Early this year, we discussed advance directives and their role in estate planning. An advance directive should be part of any estate plan, because it gives you the power to designate who should make decisions about your medical care after a major illness or accident has left you incapacitated.
There are a lot of questions and misconceptions out there about how advance directives work under New Jersey law. Here are a few frequently asked questions about them.
Can my medical representative make decisions about my care at any time?

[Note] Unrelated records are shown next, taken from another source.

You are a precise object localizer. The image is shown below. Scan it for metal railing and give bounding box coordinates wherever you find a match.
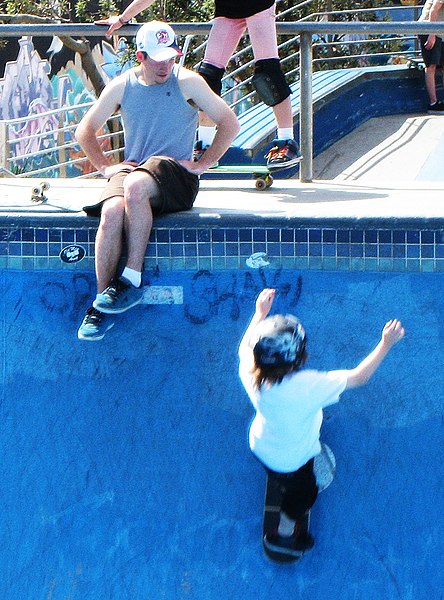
[0,9,444,182]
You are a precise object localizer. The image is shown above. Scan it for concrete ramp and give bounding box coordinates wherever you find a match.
[0,269,444,600]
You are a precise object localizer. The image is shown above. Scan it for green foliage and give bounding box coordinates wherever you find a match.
[0,0,69,19]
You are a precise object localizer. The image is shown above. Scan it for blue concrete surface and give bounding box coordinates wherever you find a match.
[0,270,444,600]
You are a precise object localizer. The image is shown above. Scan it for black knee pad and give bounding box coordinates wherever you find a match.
[251,58,291,106]
[197,62,225,96]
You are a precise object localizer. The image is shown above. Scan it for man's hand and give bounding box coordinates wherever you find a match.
[424,33,436,50]
[177,160,207,175]
[101,163,139,179]
[382,319,405,348]
[94,15,124,38]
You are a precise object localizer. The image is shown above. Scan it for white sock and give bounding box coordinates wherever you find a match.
[278,512,296,537]
[277,127,294,140]
[198,125,216,148]
[122,267,142,287]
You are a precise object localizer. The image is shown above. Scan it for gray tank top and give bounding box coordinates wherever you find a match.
[121,65,197,164]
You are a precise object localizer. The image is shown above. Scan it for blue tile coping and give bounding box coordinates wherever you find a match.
[0,211,444,272]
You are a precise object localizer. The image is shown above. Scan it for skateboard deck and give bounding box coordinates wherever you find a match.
[262,443,336,563]
[262,475,302,563]
[208,157,302,190]
[407,57,425,71]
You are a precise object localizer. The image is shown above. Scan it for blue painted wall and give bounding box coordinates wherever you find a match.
[313,69,432,156]
[0,270,444,600]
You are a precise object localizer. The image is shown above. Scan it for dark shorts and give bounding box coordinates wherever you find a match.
[83,156,199,217]
[264,458,318,521]
[418,35,444,67]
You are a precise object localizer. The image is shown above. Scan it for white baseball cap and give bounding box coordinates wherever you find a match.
[136,21,182,62]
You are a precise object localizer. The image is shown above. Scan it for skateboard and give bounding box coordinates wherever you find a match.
[262,443,336,563]
[407,57,425,71]
[207,157,302,191]
[31,181,50,202]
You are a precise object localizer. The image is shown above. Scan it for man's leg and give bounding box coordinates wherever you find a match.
[124,171,155,273]
[93,170,160,314]
[95,196,125,294]
[77,196,125,341]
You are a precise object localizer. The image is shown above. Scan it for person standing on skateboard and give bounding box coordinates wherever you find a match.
[96,0,300,169]
[239,289,404,556]
[418,0,444,115]
[76,21,239,340]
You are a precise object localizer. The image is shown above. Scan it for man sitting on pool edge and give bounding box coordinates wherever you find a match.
[76,21,239,340]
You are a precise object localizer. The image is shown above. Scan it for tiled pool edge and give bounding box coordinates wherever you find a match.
[0,211,444,272]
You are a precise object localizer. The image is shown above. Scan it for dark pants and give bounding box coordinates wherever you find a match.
[265,458,318,521]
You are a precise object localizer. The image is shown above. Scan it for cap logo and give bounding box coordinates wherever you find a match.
[156,29,170,44]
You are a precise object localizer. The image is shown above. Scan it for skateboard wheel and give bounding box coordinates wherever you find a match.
[32,181,49,196]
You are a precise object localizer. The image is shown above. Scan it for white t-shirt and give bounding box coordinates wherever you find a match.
[239,356,347,473]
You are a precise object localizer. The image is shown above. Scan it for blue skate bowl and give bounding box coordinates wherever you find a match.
[0,213,444,600]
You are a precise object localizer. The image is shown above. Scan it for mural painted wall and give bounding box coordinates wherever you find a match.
[0,37,126,177]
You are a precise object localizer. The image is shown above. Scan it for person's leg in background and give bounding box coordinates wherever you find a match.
[246,5,300,168]
[264,459,318,554]
[419,35,444,115]
[194,17,246,160]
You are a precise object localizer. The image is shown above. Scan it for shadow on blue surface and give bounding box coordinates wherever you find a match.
[0,270,444,600]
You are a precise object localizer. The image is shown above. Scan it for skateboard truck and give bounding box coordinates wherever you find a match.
[31,181,49,203]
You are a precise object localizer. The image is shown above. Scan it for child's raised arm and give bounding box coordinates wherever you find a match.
[345,319,405,390]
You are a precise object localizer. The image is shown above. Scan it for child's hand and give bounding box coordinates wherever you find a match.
[256,288,276,319]
[382,319,405,348]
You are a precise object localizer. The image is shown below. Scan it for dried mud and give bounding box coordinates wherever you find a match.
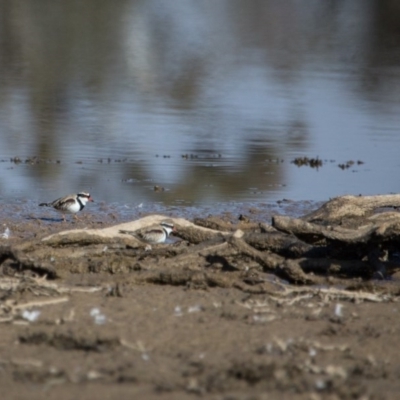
[0,203,400,400]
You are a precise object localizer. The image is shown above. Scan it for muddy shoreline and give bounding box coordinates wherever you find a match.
[0,201,400,400]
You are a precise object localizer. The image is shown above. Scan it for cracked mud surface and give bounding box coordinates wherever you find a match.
[0,204,400,400]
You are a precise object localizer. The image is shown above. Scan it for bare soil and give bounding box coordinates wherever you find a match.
[0,203,400,400]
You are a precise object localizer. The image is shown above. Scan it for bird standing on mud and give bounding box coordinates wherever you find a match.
[119,219,176,244]
[39,192,93,222]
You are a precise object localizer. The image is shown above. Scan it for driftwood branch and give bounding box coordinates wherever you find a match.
[0,195,400,286]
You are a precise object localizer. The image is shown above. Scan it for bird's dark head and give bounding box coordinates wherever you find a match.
[78,192,94,202]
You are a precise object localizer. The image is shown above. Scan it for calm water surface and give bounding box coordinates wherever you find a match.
[0,0,400,206]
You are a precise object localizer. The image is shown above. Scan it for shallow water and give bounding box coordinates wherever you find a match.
[0,0,400,209]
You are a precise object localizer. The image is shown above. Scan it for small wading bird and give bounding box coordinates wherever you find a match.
[119,219,176,244]
[39,192,93,221]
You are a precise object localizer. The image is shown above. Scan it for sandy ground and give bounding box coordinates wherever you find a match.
[0,203,400,400]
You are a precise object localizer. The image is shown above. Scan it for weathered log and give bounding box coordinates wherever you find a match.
[272,215,376,243]
[302,194,400,224]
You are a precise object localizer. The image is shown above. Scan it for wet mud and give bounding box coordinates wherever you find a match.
[0,201,400,400]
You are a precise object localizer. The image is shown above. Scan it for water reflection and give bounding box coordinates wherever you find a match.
[0,0,400,204]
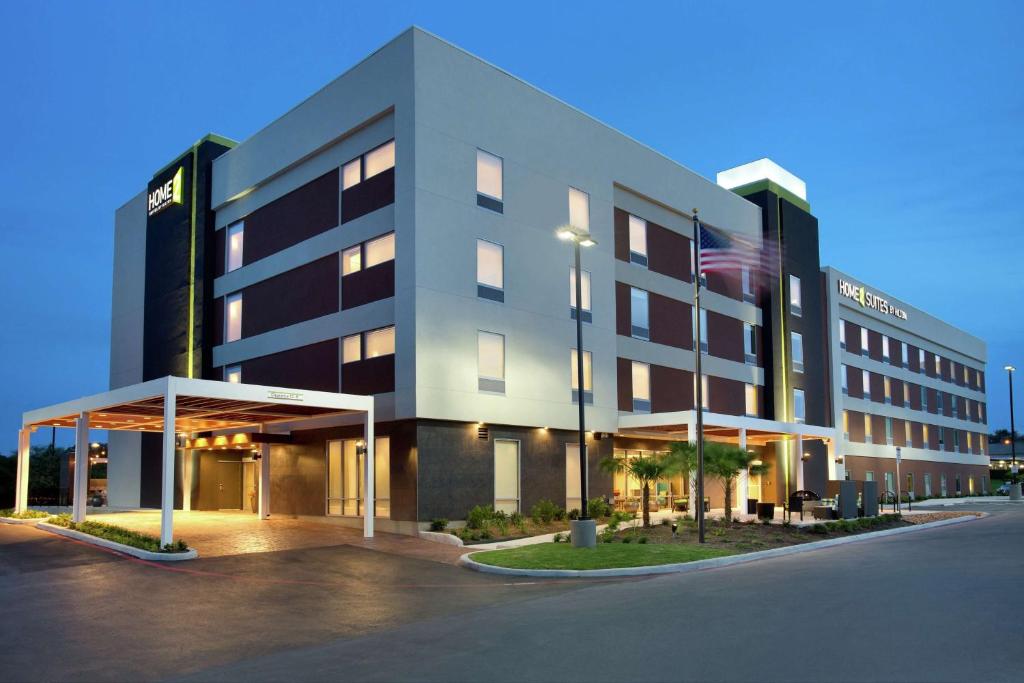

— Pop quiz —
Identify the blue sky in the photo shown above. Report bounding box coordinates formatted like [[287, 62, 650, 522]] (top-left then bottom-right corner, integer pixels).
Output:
[[0, 0, 1024, 452]]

No. An advance directive does not take away your right to decide what kind of medical care you receive, including end-of-life care, while you are still mentally competent and able to communicate. It is only triggered when a physician determines you cannot understand your diagnosis or treatment option.
What if I regain my mental capacity?
Your healthcare representative would lose their authority. Your doctor would once again need your consent to administer treatment.
How can I keep control over end-of-life decisions?
An instructive directive can help. Commonly known as a living will, an instructive directive contains your instructions for the level of intervention you want in a medical emergency. For example, you can instruct your healthcare representative to put you on a ventilator if you are in a minimally conscious state, but not to prolong your life if you are in a vegetative state.
Does having an advance directive affect my life insurance or health insurance?
How do I create an advance directive?
While you are allowed to do so on your own, having an estate planning attorney help you can greatly reduce the risk of making an error. Ensuring that this and the other parts of your estate plan have been drawn up according to your wishes and properly executed can give you and your family peace of mind.